O Orçamento do Estado para 2021 foi esta quinta-feira aprovado no Parlamento, com o tema Novo Banco a aquecer o debate entre os partidos. A Assembleia da República viabilizou a proposta de alteração do Bloco de Esquerda que visa anular a transferência da verba de 476 milhões do Fundo de Resolução para o Novo Banco

Na sequência disso, o primeiro-ministro já contactou o Banco Central Europeu (BCE), tendo garantido a Christine Lagarde que Portugal "cumpre as suas obrigações contratuais". 

"Portugal é um Estado de direito que cumpre as suas obrigações contratuais. Falei com a Presidente do BCE, Lagarde, a quem garanti o escrupuloso cumprimento dos compromissos assumidos no quadro da venda do Novo Banco", pode ler-se num tweet partilhado ao final da tarde desta quinta-feira. 

Reagindo à aprovação do OE2021, António Costa, que hoje assinala cinco anos na função de primeiro-ministro, afirmou que o quadro atual é "muito duro" mas que "hoje saímos da Assembleia com uma nova ferramenta que é o Orçamento do Estado, que reforça as condições do SNS para enfrentar a pandemia, para protegermos as famílias", apoiar "o emprego" e as "empresas".

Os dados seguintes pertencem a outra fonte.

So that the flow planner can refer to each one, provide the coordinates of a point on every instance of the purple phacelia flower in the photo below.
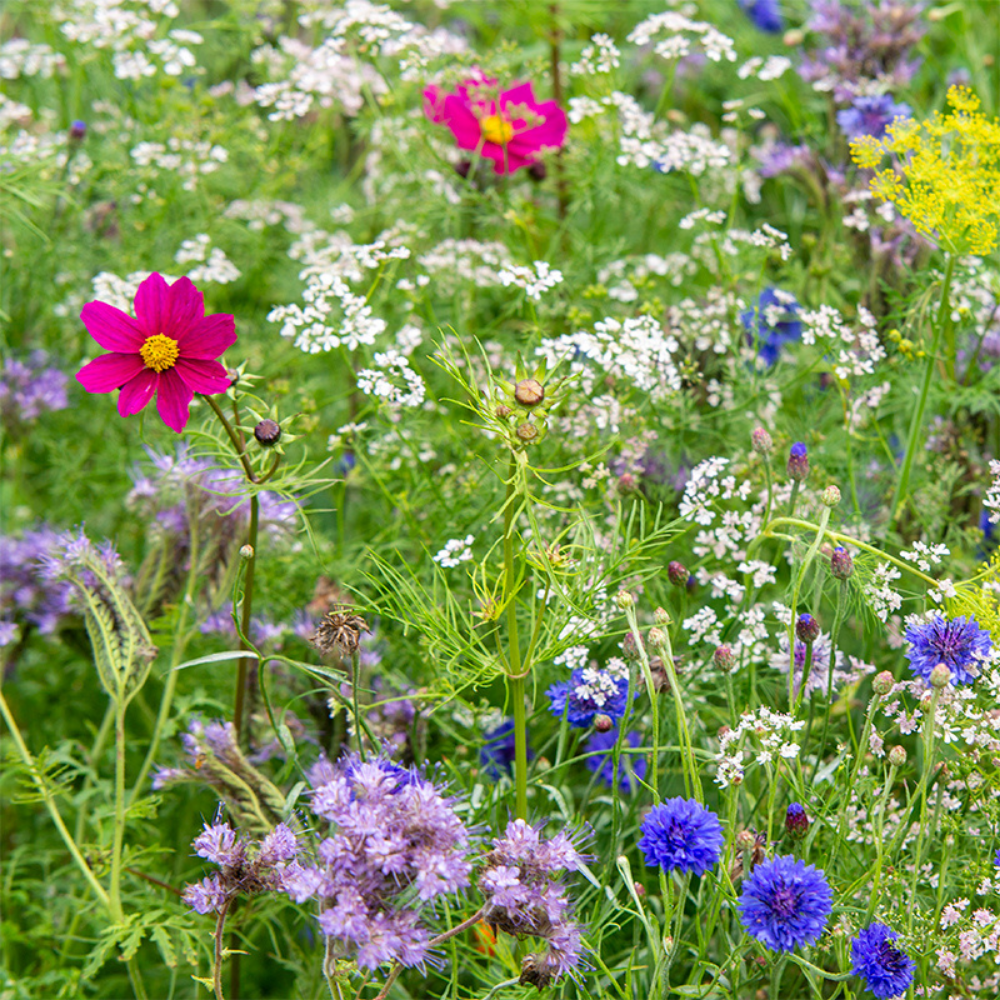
(960, 644)
(681, 834)
(887, 971)
(785, 903)
(871, 116)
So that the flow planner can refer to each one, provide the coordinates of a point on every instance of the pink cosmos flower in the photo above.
(168, 350)
(508, 127)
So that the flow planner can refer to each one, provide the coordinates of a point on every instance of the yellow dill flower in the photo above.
(946, 176)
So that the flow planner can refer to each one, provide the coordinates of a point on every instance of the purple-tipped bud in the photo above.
(761, 441)
(723, 658)
(841, 563)
(798, 462)
(807, 628)
(529, 392)
(796, 822)
(267, 433)
(883, 683)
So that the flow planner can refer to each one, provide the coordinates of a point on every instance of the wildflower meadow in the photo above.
(500, 498)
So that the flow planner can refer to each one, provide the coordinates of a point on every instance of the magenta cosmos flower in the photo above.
(168, 350)
(508, 127)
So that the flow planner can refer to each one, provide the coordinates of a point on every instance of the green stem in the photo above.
(942, 330)
(47, 798)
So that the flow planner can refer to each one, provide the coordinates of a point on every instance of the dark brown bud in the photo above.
(267, 433)
(529, 392)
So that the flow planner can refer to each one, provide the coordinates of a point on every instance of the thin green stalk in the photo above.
(46, 795)
(916, 423)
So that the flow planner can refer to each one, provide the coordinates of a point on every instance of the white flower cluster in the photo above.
(637, 350)
(992, 499)
(455, 551)
(18, 57)
(681, 33)
(188, 158)
(393, 380)
(880, 594)
(765, 69)
(600, 56)
(770, 737)
(532, 282)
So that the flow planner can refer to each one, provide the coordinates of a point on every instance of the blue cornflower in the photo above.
(871, 116)
(886, 970)
(497, 752)
(960, 644)
(631, 769)
(680, 833)
(765, 14)
(772, 323)
(785, 903)
(587, 693)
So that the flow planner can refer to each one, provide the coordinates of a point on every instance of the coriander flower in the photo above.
(167, 350)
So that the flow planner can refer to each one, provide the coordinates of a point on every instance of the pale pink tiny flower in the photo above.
(509, 126)
(167, 350)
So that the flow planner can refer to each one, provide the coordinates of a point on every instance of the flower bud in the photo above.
(883, 683)
(623, 600)
(529, 392)
(940, 676)
(841, 563)
(723, 658)
(267, 433)
(796, 821)
(806, 628)
(761, 441)
(798, 462)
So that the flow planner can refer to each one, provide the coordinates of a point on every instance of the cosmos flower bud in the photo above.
(623, 600)
(761, 441)
(529, 392)
(841, 563)
(940, 676)
(723, 658)
(267, 433)
(883, 683)
(798, 462)
(796, 821)
(807, 628)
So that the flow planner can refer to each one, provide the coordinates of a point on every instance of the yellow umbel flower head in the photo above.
(946, 173)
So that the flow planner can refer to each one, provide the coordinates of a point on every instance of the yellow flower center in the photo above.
(496, 129)
(159, 352)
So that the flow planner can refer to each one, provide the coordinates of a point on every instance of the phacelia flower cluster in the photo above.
(785, 903)
(681, 834)
(590, 692)
(246, 867)
(524, 897)
(394, 845)
(960, 644)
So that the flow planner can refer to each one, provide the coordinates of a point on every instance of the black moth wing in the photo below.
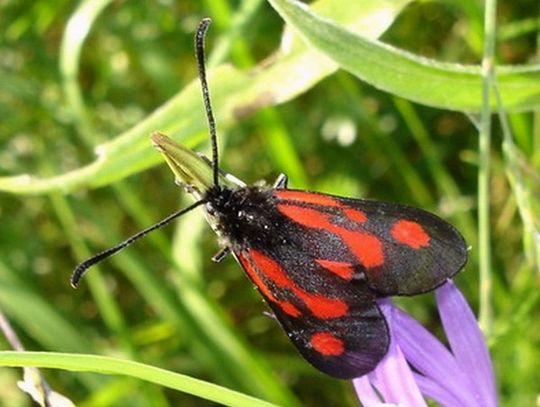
(398, 249)
(346, 346)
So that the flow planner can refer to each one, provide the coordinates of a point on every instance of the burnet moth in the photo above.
(320, 261)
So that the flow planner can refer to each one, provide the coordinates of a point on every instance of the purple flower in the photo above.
(419, 366)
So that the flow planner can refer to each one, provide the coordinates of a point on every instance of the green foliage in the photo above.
(83, 87)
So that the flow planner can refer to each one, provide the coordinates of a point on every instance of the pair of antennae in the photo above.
(200, 36)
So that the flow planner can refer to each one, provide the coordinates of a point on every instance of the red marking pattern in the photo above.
(327, 344)
(339, 268)
(410, 233)
(319, 305)
(366, 248)
(355, 215)
(306, 197)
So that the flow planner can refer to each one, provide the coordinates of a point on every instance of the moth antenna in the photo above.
(83, 267)
(201, 65)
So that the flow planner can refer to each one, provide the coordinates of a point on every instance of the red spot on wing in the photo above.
(410, 233)
(290, 309)
(339, 268)
(355, 215)
(367, 248)
(319, 305)
(327, 344)
(307, 197)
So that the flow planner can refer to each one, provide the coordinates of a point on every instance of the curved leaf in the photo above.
(423, 80)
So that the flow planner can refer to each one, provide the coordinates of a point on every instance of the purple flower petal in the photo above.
(435, 391)
(467, 343)
(393, 376)
(366, 394)
(431, 358)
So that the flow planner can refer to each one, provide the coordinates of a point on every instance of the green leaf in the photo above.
(423, 80)
(235, 94)
(113, 366)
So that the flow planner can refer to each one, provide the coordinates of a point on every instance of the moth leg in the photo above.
(221, 254)
(281, 181)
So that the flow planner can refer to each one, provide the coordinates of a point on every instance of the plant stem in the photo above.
(484, 147)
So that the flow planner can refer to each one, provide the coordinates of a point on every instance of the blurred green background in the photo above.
(162, 301)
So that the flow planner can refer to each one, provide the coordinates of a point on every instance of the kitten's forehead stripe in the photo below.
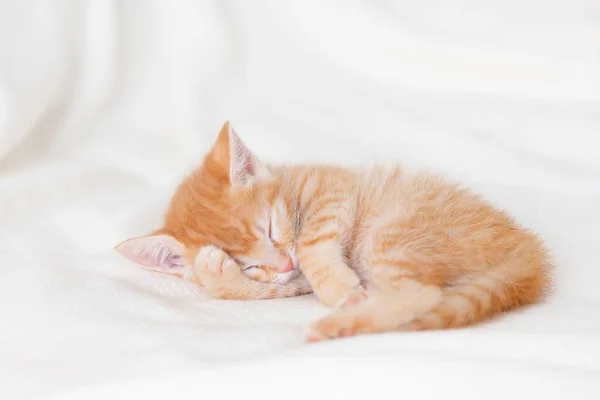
(382, 226)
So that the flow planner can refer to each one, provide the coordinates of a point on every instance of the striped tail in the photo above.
(484, 296)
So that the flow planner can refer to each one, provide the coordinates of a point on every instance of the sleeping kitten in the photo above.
(390, 250)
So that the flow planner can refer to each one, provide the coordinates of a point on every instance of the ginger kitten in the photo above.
(388, 249)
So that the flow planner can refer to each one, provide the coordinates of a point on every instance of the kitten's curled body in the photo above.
(390, 249)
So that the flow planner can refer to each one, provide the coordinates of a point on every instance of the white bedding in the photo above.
(104, 105)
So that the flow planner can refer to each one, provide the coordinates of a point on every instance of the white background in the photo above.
(105, 105)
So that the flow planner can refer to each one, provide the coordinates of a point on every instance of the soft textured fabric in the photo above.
(105, 105)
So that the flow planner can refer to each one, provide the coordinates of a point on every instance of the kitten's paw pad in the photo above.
(354, 298)
(338, 325)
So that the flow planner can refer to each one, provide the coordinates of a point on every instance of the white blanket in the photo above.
(105, 105)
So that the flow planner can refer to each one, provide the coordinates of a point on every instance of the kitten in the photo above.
(389, 249)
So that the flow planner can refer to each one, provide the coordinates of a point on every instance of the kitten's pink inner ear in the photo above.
(242, 163)
(159, 252)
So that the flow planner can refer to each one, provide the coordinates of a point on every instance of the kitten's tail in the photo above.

E avisou:"Tudo faremos para que aqueles que quiseram brincar com o fogo não queimem o país", numa alusão à questão do Novo Banco. 

De acordo com o primeiro-ministro, na atual conjuntura do país, em que se enfrenta "uma crise grave" sanitária, económica e social, "é muito triste ver aqueles como o Bloco de Esquerda, que acompanhou o Governo nos últimos cinco anos, não hesitarem em desertar perante a primeira dificuldade".

"E é muito triste ver que um político com tantos anos de experiência como o doutor Rui Rio se permite deitar pela janela a credibilidade de afirmações que fez sobre portagens para votar uma disposição única e exclusivamente para poder obter uma popularidade efémera. Ora, a vida política não é feita para a popularidade efémera, mas para se cumprir o dever de se servir Portugal e os portugueses", defendeu António Costa. 

Por sua vez, Rui Rio argumentou que votou em coerência com aquilo que sempre disse. "Sobre o Novo Banco eu disse sempre a mesma coisa. Por isso, o PS sabe que está a MENTIR quando diz que assim não é, e que hoje 'dei uma cambalhota'", defendeu, acusando o PS de estar "pouco habituado à coerência na política". "Lida bem melhor com o seu contrário".